RΞASON interops with your code itself. For instance, check out how you'd get structured output in RΞASON:



You create a normal TS interface describing what you want and just pass that as a generic to the reason() function. RΞASON then uses that interface to inform the LLM what object to return. This feels like magic.


import { reason } from 'tryreason' interface Joke { /** Use this property to indicate the age rating of the joke */ rating: number; joke: string; /** Use this property to explain the joke to those who did not understood it */ explanation: string; } const joke = await reason<Joke>('tell me a really spicy joke') // `joke` will be: { "joke": "I'd tell you a chemistry joke but I know I wouldn't get a reaction.", "rating": 18, "explanation": "This joke is a play on words. The term 'reaction' refers to both a chemical process and a response from someone. The humor comes from the double meaning, implying that the joke might not be funny enough to elicit a response." }

RΞASON also uses the JSDoc comments as the prompt for each property.

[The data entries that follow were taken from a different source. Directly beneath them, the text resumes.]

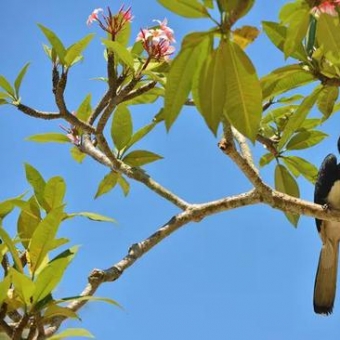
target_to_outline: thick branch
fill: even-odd
[[[34,118],[40,118],[40,119],[45,119],[45,120],[62,118],[62,115],[58,112],[38,111],[24,104],[18,104],[17,108],[18,110],[25,113],[26,115],[34,117]]]

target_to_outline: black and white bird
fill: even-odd
[[[338,140],[340,153],[340,138]],[[340,164],[329,154],[322,162],[315,184],[314,202],[325,208],[340,210]],[[338,271],[340,222],[315,219],[322,249],[314,285],[314,311],[331,314],[333,311]]]

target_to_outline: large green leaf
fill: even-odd
[[[15,291],[22,302],[24,302],[26,306],[30,306],[32,303],[31,298],[35,290],[34,282],[25,274],[18,272],[14,268],[9,269],[8,275],[10,276]]]
[[[118,151],[122,150],[132,137],[132,118],[125,105],[119,105],[113,115],[111,136]]]
[[[130,166],[142,166],[151,162],[155,162],[163,157],[156,153],[146,150],[131,151],[123,158],[123,162]]]
[[[70,143],[70,140],[63,133],[49,132],[49,133],[39,133],[27,137],[26,140],[37,143]]]
[[[340,57],[339,18],[328,14],[321,14],[316,28],[316,37],[324,53],[332,56],[332,61],[338,61]]]
[[[0,75],[0,87],[2,87],[12,99],[16,98],[15,90],[13,89],[12,85],[4,76],[1,75]]]
[[[205,59],[198,78],[195,104],[214,135],[223,116],[227,98],[227,73],[220,45]],[[229,80],[229,79],[228,79]]]
[[[56,259],[50,261],[38,274],[35,281],[36,290],[33,303],[36,304],[52,293],[61,281],[67,266],[73,260],[78,247],[72,247],[62,252]]]
[[[77,118],[84,122],[87,121],[87,118],[89,118],[89,116],[92,113],[91,98],[92,98],[92,95],[91,93],[89,93],[85,97],[85,99],[81,102],[81,104],[79,105],[76,111]]]
[[[30,63],[27,63],[26,65],[24,65],[24,67],[20,70],[18,76],[16,77],[15,81],[14,81],[14,89],[15,89],[15,94],[17,99],[19,98],[19,91],[20,91],[20,86],[22,83],[22,80],[25,77],[26,71],[29,67]]]
[[[327,133],[321,131],[301,131],[294,135],[287,143],[287,150],[302,150],[310,148],[327,137]]]
[[[27,182],[32,186],[39,204],[44,207],[44,190],[46,185],[44,178],[36,168],[28,163],[25,163],[25,172]]]
[[[290,196],[300,197],[299,186],[282,164],[277,164],[275,168],[275,189]],[[297,226],[299,215],[292,213],[285,213],[285,215],[294,226]]]
[[[165,86],[163,117],[167,129],[175,122],[188,99],[195,72],[211,49],[211,37],[192,33],[184,38],[182,49],[171,64]]]
[[[67,67],[72,66],[74,61],[81,56],[81,53],[85,50],[86,46],[90,43],[93,39],[94,33],[90,33],[84,38],[80,39],[73,45],[71,45],[65,52],[65,65]]]
[[[302,101],[302,103],[297,108],[295,113],[292,116],[290,116],[289,121],[278,143],[278,150],[282,150],[282,148],[284,147],[286,142],[290,139],[290,137],[302,125],[309,111],[314,106],[320,91],[321,88],[316,87],[316,89],[314,89],[314,91]]]
[[[129,182],[124,178],[123,175],[120,175],[118,177],[118,184],[123,190],[124,196],[127,196],[130,192],[130,184]]]
[[[64,217],[64,207],[51,210],[36,227],[28,245],[30,271],[34,274],[44,261]]]
[[[35,196],[32,196],[21,208],[17,224],[19,238],[25,248],[40,222],[40,208]]]
[[[63,204],[65,192],[66,184],[62,177],[52,177],[46,182],[44,201],[46,203],[47,212],[51,209],[58,208]]]
[[[109,50],[112,50],[124,64],[129,66],[132,70],[134,69],[133,57],[131,52],[125,46],[117,41],[107,39],[102,39],[102,42]]]
[[[76,312],[71,310],[68,307],[61,307],[54,304],[49,304],[44,311],[43,319],[53,319],[55,317],[62,316],[70,319],[79,319],[79,316]]]
[[[186,18],[209,17],[207,9],[197,0],[158,0],[165,8]]]
[[[301,174],[307,179],[307,181],[312,184],[315,183],[318,175],[318,169],[315,165],[311,164],[304,158],[297,156],[282,157],[282,159],[291,172],[297,173],[298,175]]]
[[[76,146],[70,149],[70,153],[72,158],[78,163],[82,163],[84,158],[86,157],[86,153],[81,152]]]
[[[262,27],[271,42],[283,52],[287,37],[287,27],[272,21],[262,21]],[[301,42],[295,45],[295,49],[290,56],[298,60],[307,61],[306,53]]]
[[[119,174],[115,171],[111,171],[107,174],[99,183],[98,190],[94,198],[102,196],[111,191],[117,184]]]
[[[323,114],[323,119],[326,120],[332,114],[334,104],[339,97],[338,86],[324,86],[318,96],[316,102],[318,109]]]
[[[55,50],[55,52],[56,52],[56,54],[59,58],[60,63],[62,65],[65,65],[66,50],[65,50],[65,47],[64,47],[63,43],[61,42],[61,40],[49,28],[47,28],[47,27],[45,27],[41,24],[38,24],[38,26],[41,29],[41,31],[44,33],[47,40],[50,42],[52,48]]]
[[[107,217],[107,216],[104,216],[104,215],[100,215],[100,214],[96,214],[96,213],[92,213],[92,212],[87,212],[87,211],[67,214],[67,218],[73,218],[75,216],[86,217],[89,220],[97,221],[97,222],[113,222],[113,223],[116,223],[116,220],[114,220],[111,217]]]
[[[7,275],[0,281],[0,305],[6,300],[10,286],[11,280],[9,275]]]
[[[281,67],[261,78],[263,100],[316,80],[313,73],[300,65]]]
[[[262,91],[256,70],[237,44],[222,42],[221,48],[227,74],[225,116],[254,142],[262,115]]]
[[[127,46],[130,41],[130,35],[131,35],[131,23],[125,21],[122,29],[119,30],[119,32],[116,34],[116,41],[123,46]]]
[[[233,20],[245,16],[253,7],[255,0],[217,0],[219,8],[232,15]]]
[[[8,235],[7,231],[2,227],[2,225],[0,225],[0,239],[3,243],[6,244],[9,252],[11,253],[16,269],[22,273],[23,267],[20,260],[19,252],[15,247],[15,244],[12,241],[11,237]]]
[[[86,329],[68,328],[58,334],[51,336],[49,340],[61,340],[61,339],[68,339],[72,337],[94,338],[94,336]]]

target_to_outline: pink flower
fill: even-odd
[[[103,11],[102,8],[96,8],[87,18],[86,24],[91,25],[94,21],[99,21],[98,14]]]
[[[324,0],[319,6],[312,8],[312,13],[319,16],[321,13],[329,14],[333,17],[338,15],[336,8],[340,6],[340,0]]]
[[[174,31],[167,26],[166,19],[155,21],[159,23],[159,28],[141,29],[136,41],[142,42],[149,58],[168,61],[169,56],[175,51],[175,48],[171,46],[171,43],[175,42]]]

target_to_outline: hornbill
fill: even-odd
[[[338,140],[340,153],[340,138]],[[329,154],[318,172],[314,202],[325,209],[340,210],[340,163],[335,155]],[[333,311],[338,270],[340,222],[315,219],[322,249],[314,284],[314,311],[318,314],[331,314]]]

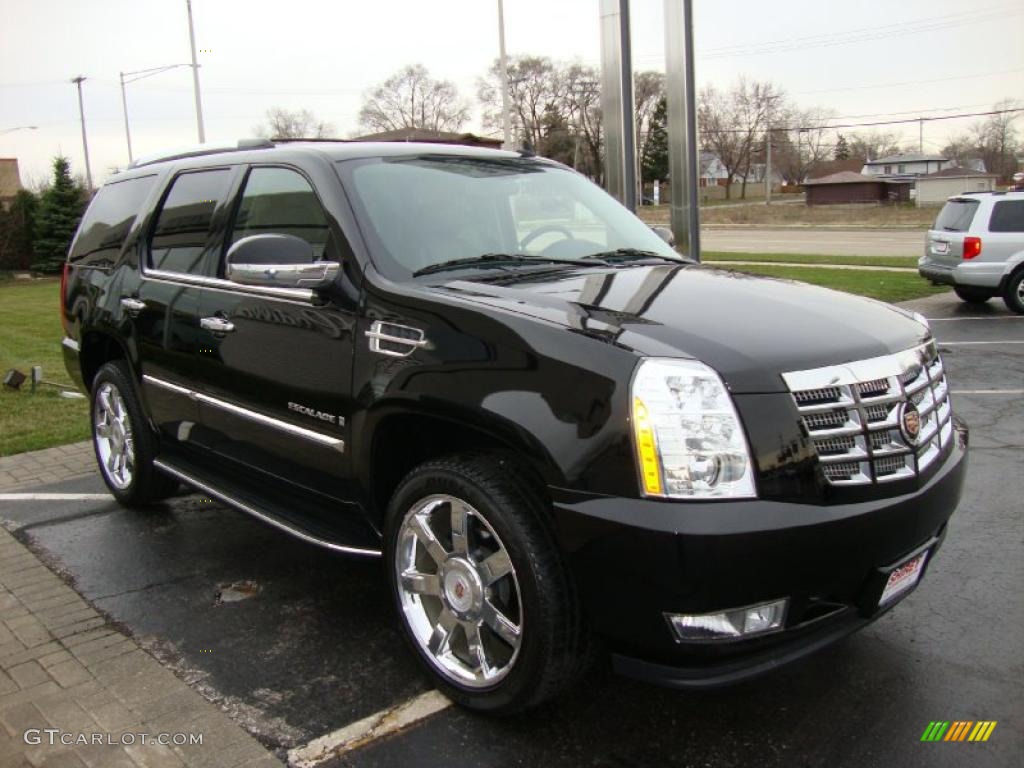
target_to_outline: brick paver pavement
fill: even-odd
[[[202,744],[151,741],[179,733]],[[0,528],[0,766],[280,765]]]
[[[92,442],[59,445],[0,458],[0,493],[96,472]]]

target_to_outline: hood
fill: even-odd
[[[882,302],[695,264],[488,272],[434,290],[641,355],[700,360],[735,393],[784,392],[782,373],[898,352],[930,337],[908,312]]]

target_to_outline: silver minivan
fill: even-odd
[[[952,285],[963,301],[1002,296],[1024,314],[1024,192],[949,198],[928,230],[917,269],[937,285]]]

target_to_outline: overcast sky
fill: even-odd
[[[505,0],[510,54],[597,64],[598,0]],[[194,0],[209,140],[252,135],[272,106],[307,108],[340,135],[363,91],[421,62],[475,97],[497,55],[496,0]],[[980,111],[1024,98],[1022,0],[696,0],[698,84],[770,79],[843,122]],[[634,0],[634,66],[663,69],[661,0]],[[85,75],[94,180],[127,163],[118,72],[189,61],[185,0],[2,0],[0,156],[22,181],[63,152],[83,170],[75,88]],[[191,70],[128,86],[135,155],[196,141]],[[876,117],[877,116],[877,117]],[[938,150],[970,121],[926,124]],[[1024,118],[1021,120],[1024,125]],[[478,129],[474,118],[470,129]],[[900,127],[897,126],[897,129]],[[917,125],[902,128],[917,139]]]

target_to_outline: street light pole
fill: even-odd
[[[206,143],[206,131],[203,130],[203,102],[199,97],[199,62],[196,61],[196,32],[192,26],[192,0],[185,0],[188,8],[188,40],[192,46],[192,85],[196,96],[196,128],[199,131],[199,143]]]
[[[121,76],[121,108],[124,110],[124,137],[128,142],[128,162],[130,164],[135,158],[132,157],[132,132],[128,128],[128,96],[124,91],[124,72],[118,74]]]
[[[85,138],[85,106],[82,104],[82,75],[72,78],[71,82],[78,86],[78,117],[82,121],[82,150],[85,152],[85,183],[92,192],[92,168],[89,166],[89,142]]]
[[[15,131],[35,131],[35,130],[38,130],[38,129],[39,129],[38,125],[18,125],[18,126],[15,126],[14,128],[4,128],[2,131],[0,131],[0,134],[14,133]]]
[[[505,55],[505,3],[498,0],[498,68],[501,70],[501,128],[504,131],[502,149],[512,149],[512,118],[509,115],[508,57]]]

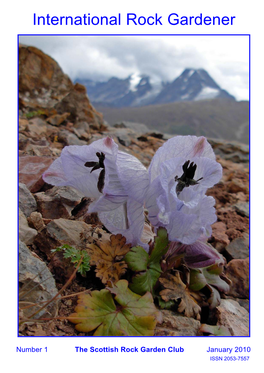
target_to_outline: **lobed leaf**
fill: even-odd
[[[141,297],[133,293],[126,280],[112,288],[81,294],[75,311],[69,320],[81,332],[95,330],[94,336],[152,336],[161,321],[151,294]]]
[[[178,312],[200,320],[201,307],[182,282],[179,272],[176,272],[175,276],[168,274],[167,278],[160,278],[159,281],[164,287],[160,296],[165,302],[175,301],[178,303]]]
[[[96,276],[103,284],[114,284],[126,272],[124,256],[131,248],[121,234],[111,235],[109,241],[97,242],[88,246],[90,263],[96,266]]]

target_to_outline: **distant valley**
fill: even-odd
[[[96,105],[110,124],[144,123],[150,130],[179,135],[204,135],[249,143],[249,102],[205,100],[142,107],[110,108]]]
[[[185,69],[172,82],[132,74],[106,82],[76,79],[91,103],[114,125],[130,121],[150,130],[249,143],[249,102],[237,102],[204,69]]]

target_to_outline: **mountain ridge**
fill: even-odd
[[[141,107],[178,101],[205,99],[235,100],[204,69],[186,68],[172,82],[156,82],[146,74],[131,74],[125,79],[111,77],[97,82],[75,79],[83,84],[91,102],[109,107]]]

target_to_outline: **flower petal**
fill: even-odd
[[[149,186],[146,167],[134,156],[119,151],[117,154],[117,171],[127,195],[143,203]]]
[[[98,198],[100,196],[97,188],[98,171],[90,173],[90,170],[84,166],[86,160],[85,148],[65,147],[61,156],[44,172],[43,180],[51,185],[71,186],[86,197]]]
[[[142,203],[128,198],[127,203],[118,206],[115,210],[100,211],[98,216],[111,233],[120,233],[126,237],[128,243],[148,249],[148,245],[141,241],[145,222]]]
[[[198,240],[191,245],[183,245],[182,249],[185,249],[184,261],[190,268],[209,267],[215,263],[224,264],[222,255],[203,241]]]
[[[70,145],[63,148],[61,155],[43,174],[45,182],[56,186],[72,186],[86,197],[99,198],[97,182],[100,169],[91,172],[86,162],[98,162],[97,152],[105,154],[107,165],[115,163],[118,146],[112,139],[106,138],[90,145]]]
[[[65,147],[43,178],[94,198],[89,212],[97,212],[111,233],[121,233],[133,245],[141,244],[148,172],[134,156],[118,151],[111,138]]]
[[[154,155],[149,172],[151,181],[159,176],[160,165],[171,158],[181,157],[185,161],[194,157],[206,157],[215,160],[215,154],[205,137],[176,136],[167,140]]]

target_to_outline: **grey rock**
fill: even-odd
[[[235,300],[236,302],[238,302],[240,304],[241,307],[244,307],[248,312],[249,312],[249,299],[241,299],[241,298],[230,298],[230,297],[227,297],[227,299],[232,299],[232,300]]]
[[[47,132],[47,124],[41,118],[32,118],[28,122],[28,130],[31,136],[42,136]]]
[[[19,150],[24,150],[28,143],[29,143],[29,138],[23,135],[23,133],[19,133],[19,137],[18,137]]]
[[[221,158],[235,162],[249,162],[249,146],[236,141],[226,141],[219,139],[208,139],[216,155]]]
[[[37,210],[37,202],[35,198],[23,183],[19,183],[19,208],[26,217],[28,217],[33,211]]]
[[[249,235],[235,238],[227,247],[226,252],[230,259],[246,259],[249,257]]]
[[[82,128],[77,129],[73,128],[74,134],[78,137],[80,140],[88,141],[90,139],[90,135],[83,130]]]
[[[78,131],[78,130],[77,130]],[[58,141],[65,145],[86,145],[87,142],[80,140],[78,136],[68,130],[61,130],[58,135]]]
[[[234,208],[240,215],[249,218],[249,202],[238,202],[234,205]]]
[[[79,192],[77,189],[74,189],[69,186],[62,186],[62,187],[53,187],[47,191],[47,194],[50,196],[59,196],[65,204],[68,206],[76,206],[84,195]]]
[[[118,122],[114,125],[114,127],[115,128],[131,128],[132,130],[134,130],[140,135],[150,131],[149,128],[143,123],[128,122],[128,121]]]
[[[26,216],[19,209],[19,239],[26,245],[30,245],[37,234],[35,229],[29,227]]]
[[[249,154],[243,154],[240,152],[228,154],[224,156],[223,158],[234,163],[248,163],[249,162]]]
[[[155,336],[196,336],[199,335],[200,321],[185,317],[169,310],[162,310],[163,322],[155,330]]]
[[[130,128],[109,128],[107,135],[114,135],[123,146],[129,146],[132,139],[136,139],[138,134]]]
[[[52,299],[58,290],[48,267],[34,256],[25,243],[19,241],[19,307],[22,317],[29,317],[45,302]],[[30,308],[24,306],[34,305]],[[58,301],[54,301],[33,318],[53,317],[57,313]]]
[[[67,243],[74,247],[86,248],[82,236],[88,234],[91,227],[78,220],[54,219],[47,225],[47,231],[53,240],[60,243]]]
[[[83,130],[85,132],[89,132],[90,130],[90,126],[87,122],[77,122],[74,127],[77,129],[77,130]]]
[[[68,145],[86,145],[87,142],[84,140],[80,140],[74,133],[70,133],[67,136],[67,143]]]
[[[249,335],[249,313],[232,299],[222,299],[217,307],[217,325],[227,327],[231,335],[244,337]]]
[[[38,157],[41,156],[52,156],[53,152],[50,149],[49,146],[42,146],[42,145],[33,145],[33,144],[28,144],[25,148],[25,152],[30,155],[36,155]]]

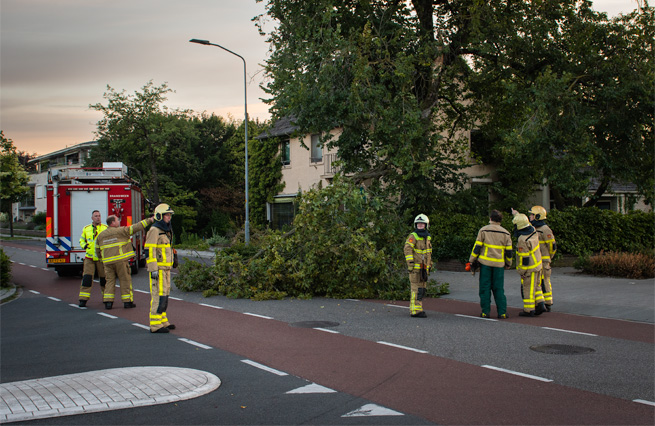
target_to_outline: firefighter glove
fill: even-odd
[[[150,273],[150,278],[152,278],[153,280],[156,280],[157,278],[159,278],[159,271],[152,271]]]

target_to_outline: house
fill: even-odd
[[[83,142],[31,159],[29,162],[36,165],[36,173],[30,174],[30,191],[12,205],[13,217],[18,221],[28,221],[36,213],[45,212],[48,172],[52,168],[82,167],[91,148],[96,145],[96,141]]]
[[[275,229],[289,225],[293,221],[294,200],[302,190],[314,188],[320,184],[329,185],[338,171],[334,162],[338,158],[336,150],[326,150],[320,144],[320,135],[296,136],[297,126],[293,124],[293,118],[284,118],[274,123],[273,127],[263,132],[257,139],[279,138],[280,153],[282,159],[282,182],[284,189],[274,197],[272,203],[267,203],[267,220]],[[341,133],[340,128],[331,132],[334,138]],[[475,130],[468,132],[469,149],[480,155],[482,162],[472,161],[469,167],[463,172],[469,177],[468,185],[489,187],[485,188],[489,194],[489,201],[494,201],[495,195],[490,191],[490,186],[497,180],[495,170],[492,166],[485,164],[485,157],[489,155],[485,151],[485,141]],[[592,181],[589,186],[589,194],[593,194],[598,188],[598,182]],[[588,198],[583,199],[586,202]],[[540,185],[528,200],[531,205],[541,205],[551,210],[554,202],[551,199],[548,185]],[[643,198],[637,197],[636,185],[615,184],[598,201],[597,207],[625,213],[632,209],[650,211],[652,207],[643,202]]]

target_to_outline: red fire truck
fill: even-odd
[[[46,264],[57,274],[81,274],[86,251],[80,247],[82,229],[99,210],[103,222],[116,215],[121,226],[143,220],[145,198],[138,182],[127,175],[123,163],[103,163],[102,168],[62,168],[48,173],[46,186]],[[132,236],[136,258],[130,259],[132,274],[146,264],[145,236]]]

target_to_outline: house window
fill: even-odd
[[[312,135],[312,152],[310,161],[312,163],[323,161],[323,147],[321,146],[321,138],[317,134]]]
[[[295,208],[293,201],[274,202],[269,204],[269,221],[271,228],[284,229],[293,223]]]
[[[291,145],[289,139],[282,141],[280,146],[280,157],[282,159],[282,164],[288,166],[291,164]]]
[[[36,186],[36,198],[37,199],[45,198],[45,186],[43,185]]]
[[[471,130],[471,152],[480,157],[482,164],[493,163],[494,140],[484,135],[480,130]]]

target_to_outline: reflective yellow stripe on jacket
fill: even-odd
[[[530,250],[527,253],[522,253],[520,251],[517,251],[516,254],[519,257],[519,261],[517,262],[516,269],[523,269],[523,270],[534,269],[537,266],[541,265],[541,259],[539,259],[537,261],[537,256],[535,254],[537,252],[537,250],[539,250],[539,244],[537,244],[535,246],[535,248],[533,248],[532,250]],[[531,262],[532,264],[528,265],[528,266],[523,266],[523,261],[522,260],[523,260],[524,257],[528,257],[528,256],[530,256],[532,258],[532,262]]]
[[[480,255],[478,256],[475,253],[475,248],[479,247],[479,246],[482,246],[484,251],[482,251],[480,253]],[[500,257],[490,256],[489,255],[490,254],[489,249],[500,250]],[[480,259],[488,260],[489,262],[497,262],[497,263],[503,263],[504,264],[505,263],[505,259],[504,259],[505,253],[511,253],[511,251],[512,251],[512,246],[500,246],[500,245],[496,245],[496,244],[487,244],[487,243],[483,243],[481,241],[476,241],[475,244],[473,244],[473,250],[471,251],[471,256],[479,257]]]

Another example of RΞASON interoping with your code is when creating an agent.


Outcome

To be honest, I'm pretty happy with the API design of RΞASON. There are some questionable choices I made — such as RΞASON being also a HTTP server lol —, however, the core design of using interface & JSDoc comments, to me, feels like magic (and in a good way!).


My number one goal was to create the absolute best experience possible for a Typescript AI engineer. And, honestly, I considered that I achieved that.


For LLM frameworks that actually want to grow in terms of adoption though, I'm not sure using RΞASON's design is a good tradeoff because you immediatly lose the JS market & gain the requirement of needing a compiler/transpiler.


Maybe an already established framework like Next.js could make the tradeoff. But that's reserved to only a few players in the space.




Going back to the original question though: why did I create another LLM framework?


While I did set some goals, my main motivation was fun & curiosity, basically. Yeah.